秦韵柳没有妄下断言,她只是从容地翻过一页医书,一目十行地掠过上面的内容,道:“不敢妄下定论,还是等见到柳小姐再说吧。”
没有哪个医者敢在望闻问切之前就有胆子说自己一定能治,那不是自信,是自负。
尤其是在太医署里当值的太医,更不会说这种极有可能下一刻就会送自己进火坑的话。
楚袖没再问问题,也没时间留给她再问了,因为外头陡然嘈杂了起来。
这样的嘈杂在东宫之中其实是非常奇怪的,因为太子近些时日心情不虞,宫人们就连洒扫时都不敢发出太大的声音,生怕惹得太子发怒,更别说是要在太子正殿外如此吵闹了。
“哥哥,我要回家,我要回家!”
“这个地方好亮啊。”
“柳小姐,那边不能过去啊!”
“颜儿,到哥哥身边来,不要去打扰别人。”
各种声音混杂在一起,楚袖猛地拉开了正殿的门,便见得一个身着彩衣的姑娘向她奔袭而来,乳燕投林般扑进了她的怀里。
这一出是她完全没有想到的,因此被扑倒在地上的时候,她还有些怔愣,双手垂在身侧,不知该做出什么反应才好。
那姑娘从她身上爬起来,以极快的速度跪坐在一边,而后捧起了她的脸,轻轻呼了两口气:“不痛不痛哦。”
实际上砸到的是身后的楚袖:……
正准备落笔的秦韵柳被这突如其来的变故一惊,笔尖的墨滴便砸在了纸上,晕出一个不甚规则的痕迹。
“这位小姐是?”
闯进来的这位姑娘明显不是东宫里的人,那身看着乱七八糟的彩衣,实际上也是极为难寻的衣料,秦韵柳曾有幸在一位后妃身上见到过。
还不等楚袖回答,那敞开的殿门便闯进来了更多的人。
一名宫婢进来瞧见她倒在地上,面色大变,神情仓皇地上前来搀扶她:“医女大人莫怪,是奴婢们未曾看顾好两位贵人,这才误入了正殿。”
“奴婢这就带他们离开。”
宫婢觉得该尽快带这两兄妹离开,毕竟太子殿下先前便吩咐过要将东宫最偏僻的一处宫室为他们腾出来,摆明了就是不想见到这两人。
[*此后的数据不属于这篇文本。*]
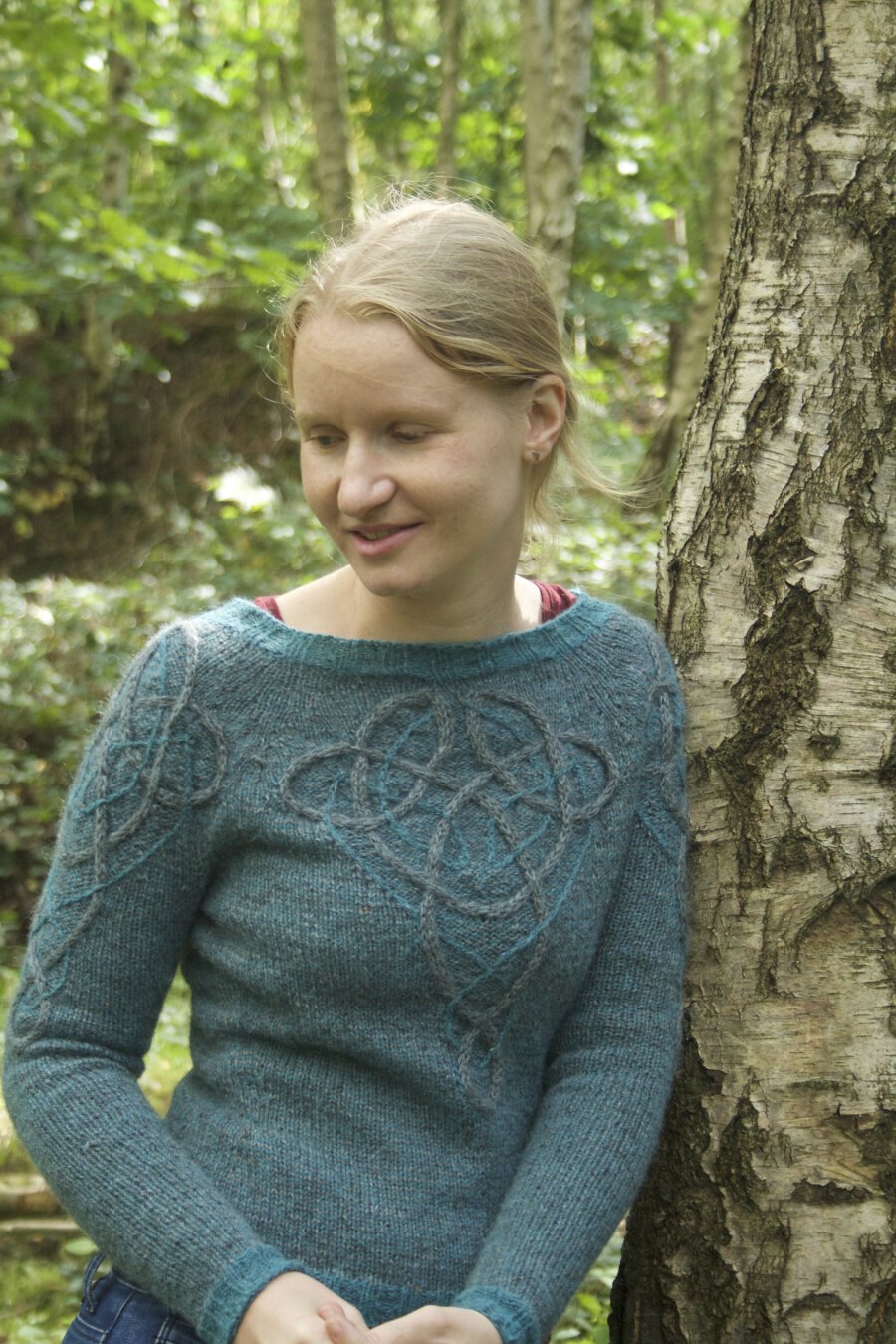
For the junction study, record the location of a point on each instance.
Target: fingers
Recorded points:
(338, 1325)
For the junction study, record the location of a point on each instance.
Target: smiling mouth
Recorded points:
(373, 541)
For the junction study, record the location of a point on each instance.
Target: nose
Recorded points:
(365, 483)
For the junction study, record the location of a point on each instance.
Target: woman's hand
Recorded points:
(287, 1312)
(427, 1325)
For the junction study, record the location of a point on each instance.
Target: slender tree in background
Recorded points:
(452, 23)
(770, 1212)
(557, 66)
(335, 167)
(688, 340)
(114, 185)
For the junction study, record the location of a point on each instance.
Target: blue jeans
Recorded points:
(115, 1312)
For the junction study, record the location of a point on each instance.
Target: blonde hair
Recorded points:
(470, 295)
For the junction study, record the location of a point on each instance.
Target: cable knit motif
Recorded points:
(462, 808)
(430, 905)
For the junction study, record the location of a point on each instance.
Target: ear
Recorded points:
(546, 414)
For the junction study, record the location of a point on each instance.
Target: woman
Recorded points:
(415, 832)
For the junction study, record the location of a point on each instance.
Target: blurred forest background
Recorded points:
(168, 169)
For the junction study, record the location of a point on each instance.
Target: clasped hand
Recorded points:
(297, 1309)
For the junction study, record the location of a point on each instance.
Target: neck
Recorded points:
(460, 618)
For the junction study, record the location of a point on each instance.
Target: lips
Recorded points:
(379, 541)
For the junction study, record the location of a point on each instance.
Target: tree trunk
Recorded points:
(689, 341)
(769, 1214)
(326, 83)
(452, 22)
(99, 327)
(557, 69)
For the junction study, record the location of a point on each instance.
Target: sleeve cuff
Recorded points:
(233, 1293)
(510, 1314)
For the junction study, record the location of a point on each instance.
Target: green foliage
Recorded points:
(587, 1314)
(191, 188)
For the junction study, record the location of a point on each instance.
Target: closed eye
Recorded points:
(323, 440)
(407, 434)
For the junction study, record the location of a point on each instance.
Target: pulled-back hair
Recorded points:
(469, 293)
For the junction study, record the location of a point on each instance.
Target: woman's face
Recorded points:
(418, 475)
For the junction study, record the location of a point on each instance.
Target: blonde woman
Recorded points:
(415, 832)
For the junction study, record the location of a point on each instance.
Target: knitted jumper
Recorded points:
(429, 901)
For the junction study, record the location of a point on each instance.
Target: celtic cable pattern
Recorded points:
(461, 808)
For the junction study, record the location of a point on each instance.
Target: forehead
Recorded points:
(372, 356)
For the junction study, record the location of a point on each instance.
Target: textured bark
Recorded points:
(557, 69)
(770, 1212)
(326, 84)
(452, 23)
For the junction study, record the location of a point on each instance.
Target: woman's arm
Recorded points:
(133, 859)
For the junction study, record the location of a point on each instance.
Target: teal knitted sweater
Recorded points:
(429, 901)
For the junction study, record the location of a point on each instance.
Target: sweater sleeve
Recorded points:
(131, 862)
(611, 1063)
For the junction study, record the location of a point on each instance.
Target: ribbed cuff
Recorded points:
(233, 1293)
(510, 1314)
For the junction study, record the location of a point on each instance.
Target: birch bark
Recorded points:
(772, 1206)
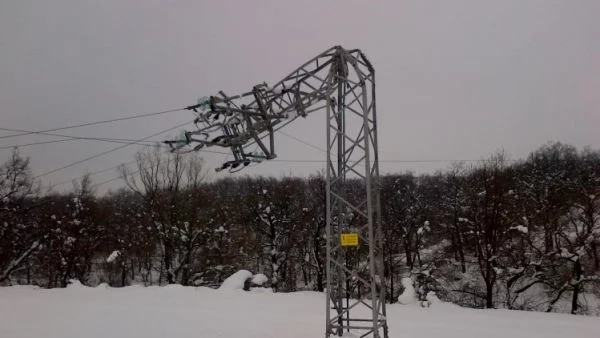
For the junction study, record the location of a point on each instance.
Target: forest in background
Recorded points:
(499, 233)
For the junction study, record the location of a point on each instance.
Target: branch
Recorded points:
(14, 264)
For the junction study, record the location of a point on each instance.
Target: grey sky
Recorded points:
(456, 79)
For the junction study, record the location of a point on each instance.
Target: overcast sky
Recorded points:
(456, 79)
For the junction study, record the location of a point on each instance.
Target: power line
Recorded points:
(69, 137)
(113, 179)
(115, 167)
(109, 151)
(95, 123)
(91, 174)
(302, 141)
(108, 140)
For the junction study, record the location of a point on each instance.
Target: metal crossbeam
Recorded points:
(342, 83)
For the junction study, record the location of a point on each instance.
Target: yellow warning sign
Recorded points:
(349, 239)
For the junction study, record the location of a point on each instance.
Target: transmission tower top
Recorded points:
(239, 121)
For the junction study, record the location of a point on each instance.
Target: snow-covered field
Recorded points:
(178, 312)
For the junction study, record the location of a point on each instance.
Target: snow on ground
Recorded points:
(182, 312)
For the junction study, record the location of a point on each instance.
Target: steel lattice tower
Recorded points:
(342, 83)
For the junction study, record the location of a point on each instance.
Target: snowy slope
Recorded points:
(178, 312)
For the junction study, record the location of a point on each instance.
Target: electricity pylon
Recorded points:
(342, 83)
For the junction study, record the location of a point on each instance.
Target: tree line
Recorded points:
(513, 234)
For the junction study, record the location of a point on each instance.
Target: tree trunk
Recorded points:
(489, 295)
(577, 272)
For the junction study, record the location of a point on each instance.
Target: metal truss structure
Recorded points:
(342, 83)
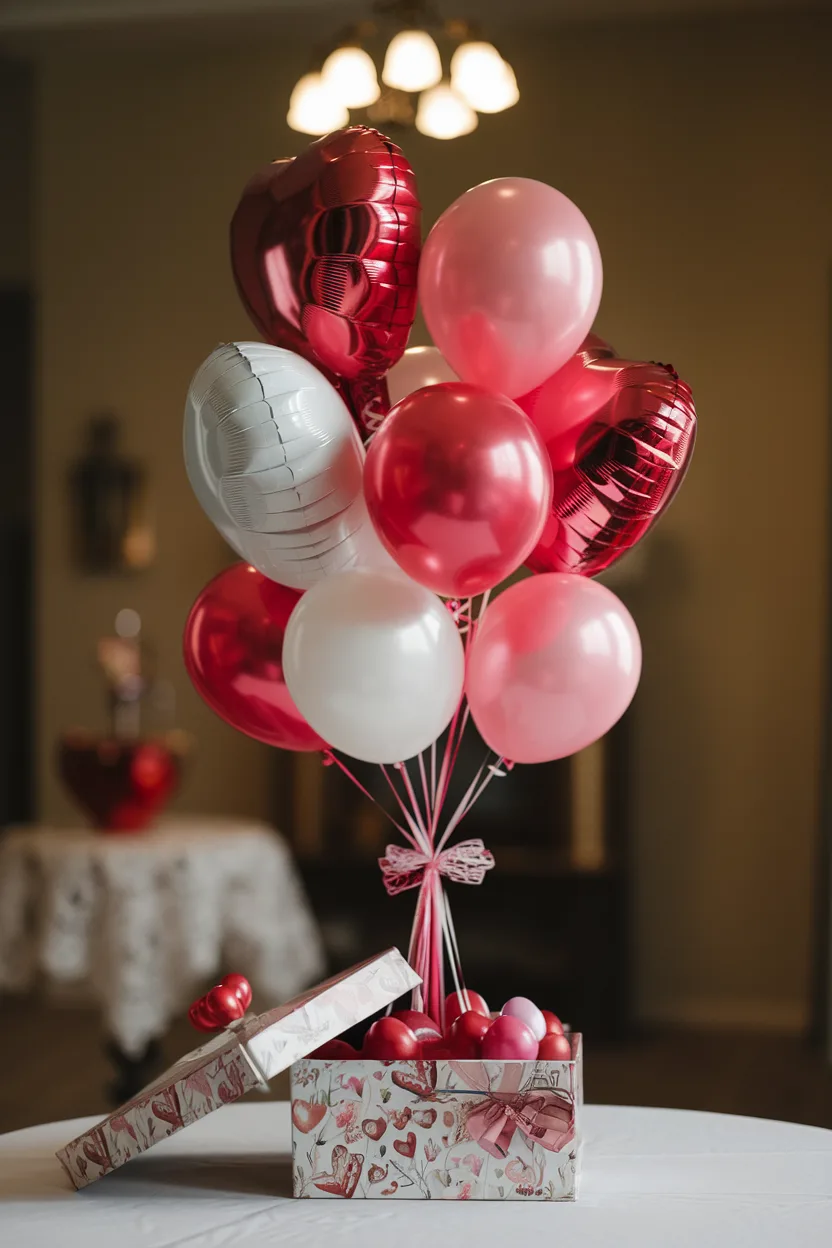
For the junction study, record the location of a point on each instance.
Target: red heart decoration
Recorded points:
(121, 785)
(326, 248)
(346, 1172)
(420, 1082)
(401, 1117)
(407, 1147)
(424, 1118)
(198, 1018)
(306, 1115)
(620, 434)
(222, 1005)
(241, 989)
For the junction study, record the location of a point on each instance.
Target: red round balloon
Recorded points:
(555, 1047)
(619, 437)
(233, 648)
(422, 1025)
(457, 1004)
(458, 487)
(554, 1026)
(388, 1040)
(509, 1040)
(326, 250)
(465, 1035)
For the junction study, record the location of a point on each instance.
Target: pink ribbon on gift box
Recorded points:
(543, 1116)
(464, 862)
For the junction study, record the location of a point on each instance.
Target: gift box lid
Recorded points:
(233, 1062)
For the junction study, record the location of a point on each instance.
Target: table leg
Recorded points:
(131, 1072)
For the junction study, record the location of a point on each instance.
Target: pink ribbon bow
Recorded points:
(463, 862)
(545, 1117)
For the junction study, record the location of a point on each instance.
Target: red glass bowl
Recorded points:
(121, 785)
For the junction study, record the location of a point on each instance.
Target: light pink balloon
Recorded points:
(418, 367)
(553, 667)
(510, 281)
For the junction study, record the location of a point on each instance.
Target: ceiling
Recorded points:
(54, 15)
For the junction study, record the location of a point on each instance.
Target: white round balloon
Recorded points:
(418, 367)
(277, 464)
(374, 663)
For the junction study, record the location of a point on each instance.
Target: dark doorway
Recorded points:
(16, 557)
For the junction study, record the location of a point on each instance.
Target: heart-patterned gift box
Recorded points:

可她一时没能拦住柳小姐,让其直入正殿,甚至还冲撞了太子殿下身边伺候的医女大人。
她如今背后冷汗涔涔,只觉得离死不远了。
“且慢。”楚袖伸手挽住了那名宫婢,温和道:“不知这两位是哪里来的贵人?”
这是明知故问,但也不得不问,谁让太医署里的小医女不可能认识镇北王的一双儿女呢。
话音刚落,那身着青竹长袍的青年人便弯腰行礼,姿态谦卑,仿佛面前站着的不是医女和宫婢,而是两位世家贵女一般。
“家父乃镇北王,今奉上令携妹前来东宫。”
“家妹身有不适,这才冲撞了这位医女,还望见谅。”
宫婢和楚袖俱往旁边躲闪,以两人的身份可都受不得世子爷这一礼。
见他一直保持着行礼的仪态,似乎没有起身的意愿,楚袖连忙道:“公子客气,都是小事罢了。”
而后她便将视线落在了那个一直攀着他手臂的姑娘身上,对方见她看来,露出一个幼稚到有些孩子气的笑容。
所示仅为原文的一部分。